Poesiealbum van Nelly

Josefien Sjoerds vertelt vandaag het levensverhaal van Nelly aan de hand van haar poesiealbum:


‘Dit bijzondere poëziealbumpje kwam een tijdje geleden op mijn bureau terecht. Het kwam uit een veilingverkoping van een kringloopwinkel. Het is klein (11 bij 15 cm) en dun en zelfgemaakt in oorlogstijd. Zoals vaker bij items uit die tijd zijn er kleine details die op vaderlandsliefde wijzen, maar die voor de onderdrukker, de Japanners in dit geval, verborgen moesten blijven want dat was verboden. Dit albumpje is bijvoorbeeld beplakt met een restje stof met rood, wit, blauw en oranje bloemetjes en de bladzijden zijn samengenaaid met oranje garen. Het meisje, dat dit maakte, had het geluk dat er nog papier te vinden was in haar omgeving, want ze zat in Indië in een interneringskamp. Ze heeft het goed moeten verstoppen want Japanners hielden er niet van als de kampbewoners konden beschikken over papier, pen en potloden. Omdat ik goed bekend ben met die Indisch-Nederlandse geschiedenis – en de archieven er over – hoopte ik te kunnen achterhalen van wie dit albumpje ooit geweest moest zijn. Er stond een naam in: Nelly Steneker.
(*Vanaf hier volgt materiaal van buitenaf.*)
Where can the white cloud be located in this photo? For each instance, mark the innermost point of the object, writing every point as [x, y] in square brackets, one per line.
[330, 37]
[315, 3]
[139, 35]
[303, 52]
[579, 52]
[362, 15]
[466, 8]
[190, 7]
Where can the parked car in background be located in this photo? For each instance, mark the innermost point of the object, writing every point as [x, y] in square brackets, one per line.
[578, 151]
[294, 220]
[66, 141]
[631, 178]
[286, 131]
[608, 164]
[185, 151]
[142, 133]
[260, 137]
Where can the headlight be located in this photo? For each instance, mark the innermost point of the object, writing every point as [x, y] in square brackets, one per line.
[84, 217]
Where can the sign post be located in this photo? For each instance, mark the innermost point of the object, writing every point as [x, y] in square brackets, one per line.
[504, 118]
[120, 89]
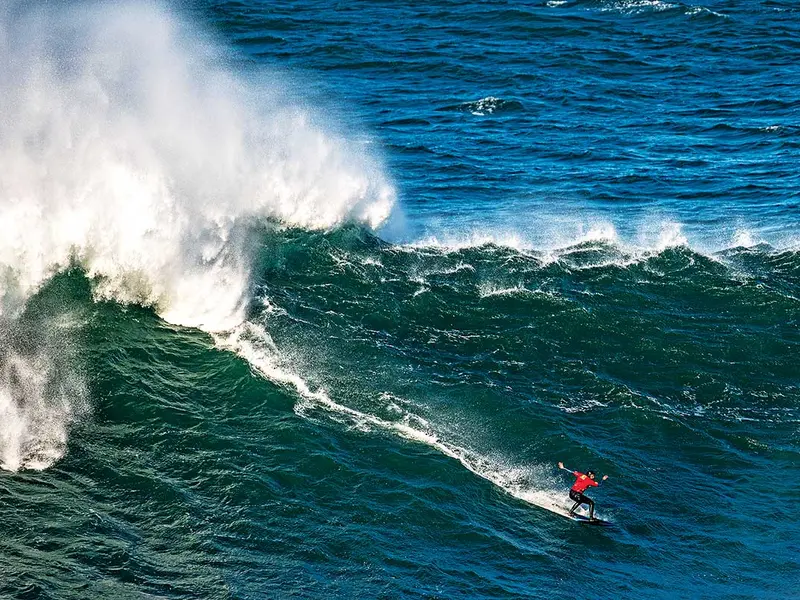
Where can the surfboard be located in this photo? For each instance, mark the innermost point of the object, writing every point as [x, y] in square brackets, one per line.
[588, 521]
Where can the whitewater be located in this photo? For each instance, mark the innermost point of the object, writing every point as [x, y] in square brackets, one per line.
[309, 301]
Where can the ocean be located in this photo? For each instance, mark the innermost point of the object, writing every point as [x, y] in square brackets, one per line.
[308, 299]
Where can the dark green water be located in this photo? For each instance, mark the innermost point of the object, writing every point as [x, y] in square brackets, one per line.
[307, 300]
[195, 476]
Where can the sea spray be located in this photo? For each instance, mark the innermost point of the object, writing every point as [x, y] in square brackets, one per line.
[127, 147]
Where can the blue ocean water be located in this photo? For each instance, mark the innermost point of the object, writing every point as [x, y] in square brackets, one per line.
[307, 300]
Na zoek- en leeswerk heb ik de maakster gevonden en omdat ik alles uit openbare bronnen heb gehaald kan ik het volgens mij ook delen: Nelly moet zijn Petronella Philippine Steneker, geboren in 1933 en overleden op 74-jarige leeftijd, in 2007. Moeder was Margaretha Martha Elisabeth Heidema, geboren in Heinenoord op 22 september 1897 en overleden in 2011 te Ede, ze was toen 95 jaar. Vader Pieter Philippus Steneker, geboren in februari 1898, overleden in 1976 in Voorburg N.Br, was toen 78 jaar. Vader was ingenieur weg- en waterbouw. Het echtpaar trouwde in 1921 toen beiden 23 jaar waren, ze kregen tien kinderen, Nelly was de vijfde.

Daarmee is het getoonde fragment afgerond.